When is it time to see a physician for anxiety?
September 22, 2017 8:13 PM   Subscribe

Difficulty Level: Canadian with no family doctor. For my entire life, I guess, I've really struggled with anxiety (probably depression), excessive worry, low-self esteem, and so on and so forth. I have had a rough year and my situation right now is really not... ideal. I am seeing a therapist, but I am having soo much anxiety. Is it honestly time to see a doctor for some sort of medication? How do I proceed without a family doctor?

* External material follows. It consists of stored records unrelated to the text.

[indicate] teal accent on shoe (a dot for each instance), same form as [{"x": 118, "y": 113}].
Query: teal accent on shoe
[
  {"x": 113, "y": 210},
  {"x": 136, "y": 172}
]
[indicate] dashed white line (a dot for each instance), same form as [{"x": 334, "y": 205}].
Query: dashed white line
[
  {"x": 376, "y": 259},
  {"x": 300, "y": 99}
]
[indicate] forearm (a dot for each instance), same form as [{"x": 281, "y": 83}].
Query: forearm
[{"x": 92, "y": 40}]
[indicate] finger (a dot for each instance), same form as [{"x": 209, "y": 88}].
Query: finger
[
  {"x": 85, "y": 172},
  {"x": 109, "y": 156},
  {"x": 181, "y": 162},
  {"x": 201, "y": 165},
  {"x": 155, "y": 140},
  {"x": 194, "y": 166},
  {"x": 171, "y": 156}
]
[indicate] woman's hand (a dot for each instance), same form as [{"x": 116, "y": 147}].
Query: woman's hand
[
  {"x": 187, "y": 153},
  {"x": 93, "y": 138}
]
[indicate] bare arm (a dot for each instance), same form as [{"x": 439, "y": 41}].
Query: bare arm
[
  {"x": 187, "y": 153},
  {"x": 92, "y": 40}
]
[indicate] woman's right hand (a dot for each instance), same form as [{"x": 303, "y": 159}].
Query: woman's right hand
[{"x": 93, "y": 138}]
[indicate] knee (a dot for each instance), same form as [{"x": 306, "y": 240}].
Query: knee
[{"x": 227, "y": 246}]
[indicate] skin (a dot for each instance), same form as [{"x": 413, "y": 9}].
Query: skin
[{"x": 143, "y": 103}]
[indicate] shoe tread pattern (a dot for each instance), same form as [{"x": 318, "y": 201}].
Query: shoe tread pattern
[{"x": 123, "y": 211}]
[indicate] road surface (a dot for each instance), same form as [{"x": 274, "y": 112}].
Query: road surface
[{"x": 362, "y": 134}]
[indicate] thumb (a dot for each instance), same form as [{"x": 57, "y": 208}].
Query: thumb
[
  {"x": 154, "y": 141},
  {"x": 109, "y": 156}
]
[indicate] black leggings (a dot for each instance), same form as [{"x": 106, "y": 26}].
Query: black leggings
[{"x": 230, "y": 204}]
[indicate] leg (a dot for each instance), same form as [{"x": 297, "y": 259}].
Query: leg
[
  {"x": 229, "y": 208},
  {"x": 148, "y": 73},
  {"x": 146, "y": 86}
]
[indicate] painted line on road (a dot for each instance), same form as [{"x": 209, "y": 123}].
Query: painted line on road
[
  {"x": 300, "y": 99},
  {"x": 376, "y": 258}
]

Even the idea of finding a family doctor, which I've heard is notoriously difficult in my province (Alberta), gives me anxiety. I do have access to a large university clinic, can I just see a doctor there? How does this process work in Canada, where you just can't go see a specialist? What do I even say to a doctor? Will they think I'm just there for... drugs?

I really struggle with excessive worry and and anxiety. I actually don't have panic attacks, but when I get into an anxiety spiral it lasts for hours. I can feel my heart palpitate, I feel tingly, I want to throw up, I sweat, etc. Deep calming breathing as recommended through therapy does not work at calming me down. Therapy has helped me see the bigger picture, but the day-to-day anxiety is still there. I'm starting to think I need help beyond therapy. How do I know when I should even see a physician for something like this?
posted by modesty.blaise to Health & Fitness (11 answers total) 2 users marked this as a favorite
What you're describing sounds just like a panic attack. If you're spending hours feeling like this, it's definitely time to see a doctor and examine options for further treatment. As far as what to say, your last paragraph is perfect- print it out and take it with you. I don't know about doctor finding in Canada, but I will say that most GPs are not going to see you as drug seeking as you have a history with your therapist. Perhaps your therapist can help you find a GP?
posted by PorcineWithMe at 8:22 PM on September 22, 2017 [1 favorite]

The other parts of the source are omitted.